Adding vector dialect support to Calyx? #1777

medbzkst · 2023-11-15T12:39:59Z

I am targeting the lowering of MLIR codes that contain functions that receive memrefs as input, transform them into vectors (using load, maskedload, or gather operations), perform several operations using vector dialect, and then spit out a memref as an output (using store, maskedstore, or scatter operation). The thing is that CIRCT does not support lowering vector dialect operations to Calyx. However, vector dialect is an abstraction that can be directly concretised into hardware. One way to see that Calyx is suitable for that is the Dahlia and the systolic array generator frontends.

So what about generating hardware that interfaces with memories (memrefs as inputs and outputs) and performs all the required vector operations as they are instructed in vector operations? Maybe a conversion pass vector-to-calyx?

The text was updated successfully, but these errors were encountered:

sampsyo · 2023-11-17T17:14:19Z

Hi, @medbzkst—thanks for the super interesting suggestion! I will freely admit I'm no expert on either vector nor the SCFToCalyx pass infrastructure. However, the prospect of lowering data-parallel MLIR ops to hardware seems totally tractable.

The main question I'd have is: can this be accomplished (perhaps in a lower-performance way) with existing MLIR passes? For example, there is VectorToSCF. Does it suffice, for correctness only, to use this and then lower the resulting vector-free code to Calyx? I'd be super interested to know if this causes any problems.

I expect that to generate not-great hardware, but it would be extremely useful as a baseline. It's not clear to me whether a better lowering would go directly from vector to Calyx or if some intermediate point would make more sense, but I'd be willing to believe that the direct route is good.

sampsyo · 2023-11-17T17:15:17Z

It occurs to me to mention @jiahanxie353, who has been ramping up on the CIRCT-related Calyx infrastructure. Is this something you'd have an opinion about, or even be interested in contributing to?

jiahanxie353 · 2023-11-18T17:05:37Z

Hi @medbzkst thanks for bringing up this super interesting conversion!

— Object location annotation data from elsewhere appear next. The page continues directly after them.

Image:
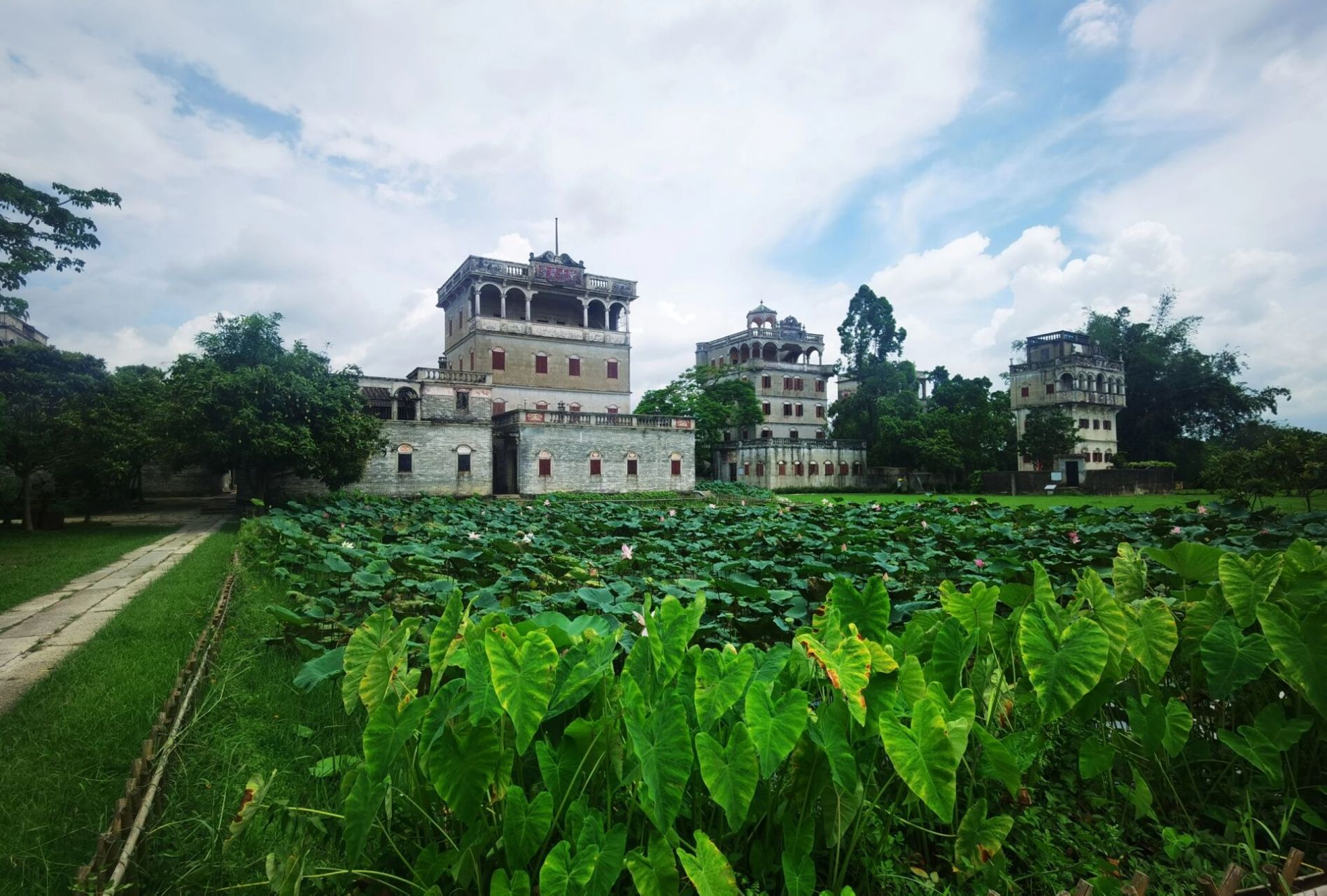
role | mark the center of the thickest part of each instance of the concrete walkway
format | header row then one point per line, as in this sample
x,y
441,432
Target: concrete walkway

While I'm not an expert on vector either, my current understanding is that lowering from Vector to SCF and then from SCF to Calyx seems more reasonable. The reason is SCF's if and for are very useful for Vector transferring operations, such as loading/storing to/from the memory. This is particularly when we have high dimensional Vectors, where the Vectors need to be unpacked, the bounds need to be checked, etc. It seems to me that SCF is more suitable for these aspects.

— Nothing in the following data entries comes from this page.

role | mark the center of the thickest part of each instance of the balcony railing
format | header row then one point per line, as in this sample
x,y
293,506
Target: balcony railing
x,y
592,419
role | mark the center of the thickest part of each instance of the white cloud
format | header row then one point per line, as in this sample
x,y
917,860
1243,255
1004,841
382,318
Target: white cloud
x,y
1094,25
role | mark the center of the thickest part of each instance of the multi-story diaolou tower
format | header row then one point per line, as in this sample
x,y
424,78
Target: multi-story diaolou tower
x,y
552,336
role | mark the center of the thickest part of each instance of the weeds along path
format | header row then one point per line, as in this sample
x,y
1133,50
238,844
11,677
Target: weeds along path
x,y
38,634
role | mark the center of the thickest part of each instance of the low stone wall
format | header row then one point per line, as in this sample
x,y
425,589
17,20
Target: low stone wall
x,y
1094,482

or even be interested in contributing to?

I'm definitely interested! I can delve more into it and return to the thread with some insights once I've formulated some thoughts.

medbzkst · 2023-11-19T10:32:03Z

Thank you for the feedback @sampsyo and @jiahanxie353.

Indeed the first idea is to try to use the available infrastructure, and intuitively it would be a great baseline for correctness and performance. However, I came across some problems while I was trying to do so.

The VectorToScf pass seems to be not as generic as it sounds. From the top of the source code file you can see the comment "This file implements lowering of vector transfer operations to SCF.". So it is precisely there to lower the transfer operations. Even if I give it a run on a very simple MLIR module that receives 2 vectors as input, sum them up, and return the output, it does not behave as expected in the sense that it does not convert that to an SCF for or while loop even by setting the -full-unroll option.

You can give it a try if you want on this MLIR module:

module {
    func.func @testing(%vec1 : vector<8xf64>, %vec2 : vector<8xf64>) -> (vector<8xf64>) {
        %res = arith.addf %vec1, %vec2 : vector<8xf64>
        return %res : vector<8xf64>
    }
}

By running mlir-opt --convert-scf-to-vector filename.mlir or mlir-opt --convert-scf-to-vector="full-unroll=1" filename.mlir.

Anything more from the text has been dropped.